And I who’ve developed

  a twitch a tic a cough

 can’t tell if I am finished

    or only finished off

    I learned Byron had a clubfoot

      Nietzsche’s health was drastic

         Poe was a dipsomaniac

        And I’m already spastic

 I learned that Shakespeare really lived

        so scholars have decided

   Though quite a few have studied me

       they’re not as sure that I did

The poet again summons up academia in a villanelle entitled The Old Professor. Keeping their eyes on Professor Warren’s nicotine-stained teeth as he enlightens his students on New England’s luminaries can prove a didactically sound methodology. Meinke explains,

                                                … Transfixed we

            watched you grind your nubby teeth to stumps

            waiting for you to spur us through our jumps

               from Cotton Mather up through Emily

                        Is every pilgrim happy on the bus?

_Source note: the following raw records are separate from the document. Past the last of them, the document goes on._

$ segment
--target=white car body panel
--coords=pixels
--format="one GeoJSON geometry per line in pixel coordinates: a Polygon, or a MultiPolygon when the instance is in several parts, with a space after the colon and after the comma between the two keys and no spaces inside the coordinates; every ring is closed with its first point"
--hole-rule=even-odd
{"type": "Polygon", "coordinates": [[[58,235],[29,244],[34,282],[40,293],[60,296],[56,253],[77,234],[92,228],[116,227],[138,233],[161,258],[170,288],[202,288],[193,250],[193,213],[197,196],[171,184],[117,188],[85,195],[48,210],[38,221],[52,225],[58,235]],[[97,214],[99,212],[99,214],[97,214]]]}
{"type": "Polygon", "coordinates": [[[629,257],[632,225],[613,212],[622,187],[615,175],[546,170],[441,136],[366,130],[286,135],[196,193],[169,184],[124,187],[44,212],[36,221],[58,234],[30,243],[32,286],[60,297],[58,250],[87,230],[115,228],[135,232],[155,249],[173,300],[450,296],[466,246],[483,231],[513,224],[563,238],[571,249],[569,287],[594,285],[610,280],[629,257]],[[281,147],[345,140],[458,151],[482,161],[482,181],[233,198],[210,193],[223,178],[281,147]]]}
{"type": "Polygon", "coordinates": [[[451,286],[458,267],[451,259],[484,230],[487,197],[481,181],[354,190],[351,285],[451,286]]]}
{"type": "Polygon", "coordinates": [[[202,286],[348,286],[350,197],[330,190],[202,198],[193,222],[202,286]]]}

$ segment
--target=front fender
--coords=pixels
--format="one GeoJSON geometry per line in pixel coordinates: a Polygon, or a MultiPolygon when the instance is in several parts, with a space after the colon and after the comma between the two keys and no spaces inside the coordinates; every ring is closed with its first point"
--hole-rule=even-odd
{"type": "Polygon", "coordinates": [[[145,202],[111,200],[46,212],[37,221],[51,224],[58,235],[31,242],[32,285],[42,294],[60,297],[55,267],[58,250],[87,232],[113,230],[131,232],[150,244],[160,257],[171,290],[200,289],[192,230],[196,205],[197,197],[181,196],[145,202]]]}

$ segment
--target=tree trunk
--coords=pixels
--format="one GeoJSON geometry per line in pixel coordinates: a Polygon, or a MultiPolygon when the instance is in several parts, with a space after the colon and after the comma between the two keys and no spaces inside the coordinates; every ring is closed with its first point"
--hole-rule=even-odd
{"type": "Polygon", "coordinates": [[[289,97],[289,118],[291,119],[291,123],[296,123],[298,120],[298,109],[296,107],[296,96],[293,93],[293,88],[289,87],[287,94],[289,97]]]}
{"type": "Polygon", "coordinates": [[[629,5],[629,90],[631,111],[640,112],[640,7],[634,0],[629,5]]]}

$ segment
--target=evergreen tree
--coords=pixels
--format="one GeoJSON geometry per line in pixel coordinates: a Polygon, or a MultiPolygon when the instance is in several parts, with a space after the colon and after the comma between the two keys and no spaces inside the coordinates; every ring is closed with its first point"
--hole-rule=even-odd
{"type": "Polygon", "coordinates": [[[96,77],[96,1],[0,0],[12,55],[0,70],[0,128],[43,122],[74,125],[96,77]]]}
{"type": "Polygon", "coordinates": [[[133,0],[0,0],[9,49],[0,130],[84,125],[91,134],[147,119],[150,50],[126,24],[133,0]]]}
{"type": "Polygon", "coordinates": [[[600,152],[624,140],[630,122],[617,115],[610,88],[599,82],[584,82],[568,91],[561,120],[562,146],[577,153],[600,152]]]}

             We never were sure when you were serious

                   chaining your Camels unpuritanically

                grinding your browning teeth to nubby stumps

              and tossing questions far from the syllabus:

                 Would you rather live on Broad or Beacon Street?

                        Are Smith and Bradford riding the same bus?

Peter Menke has been writing good, sometimes great poems for a long time. Whatever he has for breakfast I want to try. This poet’s in top form.